Data was provided in this google sheet and it includes the 10 most edited wikipedias with their edit counts per the new requirements.
Nov 4 2024
@cmadeo I've updated the sheet with the editor data. Few caveats: new and existing editors don't count anonymous since we can't tell anonymous editors apart; the survey data that talks about the gender identity of our editors is only to active editors; and I interpreted bytes added as net bytes added in 2024.

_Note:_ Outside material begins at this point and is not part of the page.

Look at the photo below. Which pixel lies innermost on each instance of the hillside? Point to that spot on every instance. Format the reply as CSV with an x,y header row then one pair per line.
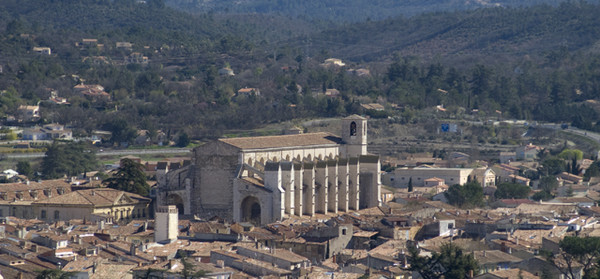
x,y
538,63
341,11
479,35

@EdErhart-WMF I've now added the most edited articles and the largest increase in readership (I went with absolute numbers because % showed small articles increasing over a day). Let me know if you have any questions!
Nov 1 2024
I've added the data requests to this google sheet. The only request outstanding should be Largest percentage increase in readership in a single day [EDIT: to a single article or an entire wiki] which will be added on Monday.
I've updated this sheet with some of the data. I believe it contains all the requested data for this data pull except for editor data which won't be available until early next week. As a note for the top 5 pages for every country: I filtered out page titles that we have recognized in the past to be largely saturated by automated viewership or accidental traffic from people trying to get to a site but end up on the wikipedia page (such as typing youtube in their browser). There are also other page titles that look like their traffic is largely automated (which I have highlighted in red - rule of thumb is if mobile pageviews is too high, in this case near 100%, or if referrer type null (i.e., missing a referrer) is over 90% then we would see that as autoamted traffic. I didn't remove these pages from the list (I can if you'd like!) so that you can review them. I've also added more than top 5 to account for any pages that will be removed.
Oct 31 2024
@JAllemandou
The first makes sense.
Oct 29 2024
For the temporary solution, we will add a NOT LIKE '~2%' filter to our monthly metrics queries rather than modifying the underlying tables, which will be addressed later with a permanent solution. The following adjustments will be made: mobile_edits.sql will include the NOT LIKE '~2%' filter under the WHERE clause; active_editors.sql will have the same filter added in the first CTE; and new_editor_retention.sql will include the filter in the WHERE clause. We will defer updates to regional active editors until after the permanent solution is implemented, as these tables do not currently support filtering by user name.
Oct 25 2024
@EdErhart-WMF Sure, that shouldn't be a problem.